Section 8 of the University’s Code of Conduct requires that all employees protect the confidentiality of information that they receive in the course of their employment, as required by applicable laws, contracts, and policies:

Responsible Use and Protection of Confidential Information: Employees are entrusted with a variety of confidential information about students, faculty, staff, alumni, donors, research sponsors, licensing partners, patients, and others. Employees must access, use, protect, disclose, preserve, and dispose of confidential information in compliance with applicable laws, regulations, contracts, and university policies.”

Specific non-disclosure agreement requests made by granting agencies, corporations, other commercial entities or individuals will be submitted to the Office of the General Counsel for review.

The University provides legal protection against liability for its employees in the conduct of their job functions. State law, Tenn. Code Ann. §9-8-307(h), provides that state employees, including employees of The University of Tennessee, have immunity from liability for acts or omissions within the scope of their employment, unless the acts or omissions are willful, malicious, criminal, or done for personal gain. The full policy may be viewed at: https://counsel.tennessee.edu/liability/. For more information on University Employee Protections against Liability, contact the Office of the General Counsel.

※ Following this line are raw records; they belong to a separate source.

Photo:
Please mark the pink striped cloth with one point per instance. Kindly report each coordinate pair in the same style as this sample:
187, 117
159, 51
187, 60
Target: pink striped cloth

Non-employees on the IBC (i.e., non-affiliated members) are encouraged to become a “registered volunteer” through the UT Office of Risk Management. A registered volunteer is defined as a person who is not an employee of the University but provides service to the University in an approved program. Registered volunteers are reported to the Division of Claims Administration, State of Tennessee and receive the same civil immunity from liability as University employees under the Tennessee Claims Commission Act (note: volunteers under the Claims Commission Act are not covered for Worker’s Compensation). Additional information is available at https://riskmanagement.tennessee.edu/volunteers/.

The UTK IBC charter will be reviewed at least every three years, but may be reviewed more frequently as necessary. Acceptance of the Charter and any future revisions must be approved by the voting members of the IBC and the designated official. A two-thirds (⅔) majority of the voting membership of the IBC is required to accept the charter and any revisions to the document. This vote may be submitted by a written proxy if necessary.